JD Vance : « L'Iran accepte le retour des inspecteurs de l'AIEA sur ses sites nucléaires »
Le vice-président américain JD Vance a détaillé dimanche les principales clauses de l'accord-cadre conclu avec Téhéran, depuis la Suisse où une nouvelle phase de négociations doit s'ouvrir, précisant les conditions du dégel des avoirs iraniens et les obligations imposées à l'Iran en matière nucléaire et sécuritaire.
Sur le volet nucléaire, Vance a confirmé que l'Iran a accepté le retour des inspecteurs de l'Agence internationale de l'énergie atomique (AIEA) sur ses sites. Le mémorandum d'entente signé engage Téhéran à autoriser la surveillance internationale de ses installations, avec la destruction du stock d'uranium hautement enrichi comme condition minimale fixée par Washington. L'accord « garantit que l'Iran n'aura jamais d'arme nucléaire, tout en rouvrant simultanément le détroit d'Ormuz », a déclaré Vance à CBS Mornings.
Sur le dégel des avoirs, le vice-président a posé un principe de conditionnalité : « À mesure qu'ils augmentent leur bonne conduite, nous pouvons augmenter le soulagement économique.

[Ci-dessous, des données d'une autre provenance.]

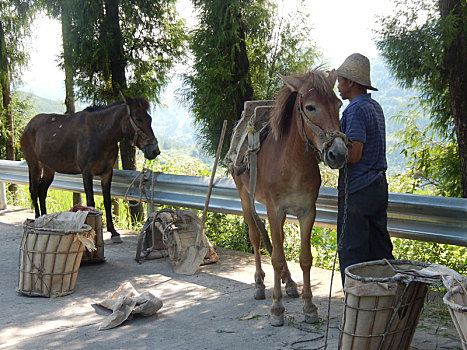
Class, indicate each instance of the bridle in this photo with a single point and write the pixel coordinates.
(326, 137)
(139, 133)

Si leur bonne conduite diminue, nous pouvons l'éteindre. » Des responsables américains ont confirmé que le rythme de la levée des sanctions dépendra des performances de Téhéran, sans préciser encore les critères exacts. Vance a ajouté que les fonds dégelés bénéficieront aux citoyens iraniens et non au financement du terrorisme : « Cela rendra les agriculteurs américains plus riches. »
L'accord impose également à l'Iran de contrôler le Hezbollah et de l'empêcher d'attaquer Israël. Vance a réaffirmé que toute attaque du Hezbollah justifie une réponse israélienne : « Israël a le droit à l'autodéfense, l'Iran devra mieux contrôler le Hezbollah. » Sur la question du sud du Liban, il a indiqué qu'Israël n'y entretient aucune intention territoriale, mais maintient sa présence en raison des terroristes du Hezbollah encore déployés dans la zone.
L'accord prévoit une fenêtre de 60 jours pour négocier un accord final. Vance a reporté son déplacement en Suisse, invoquant des questions logistiques non résolues sur le format des négociations.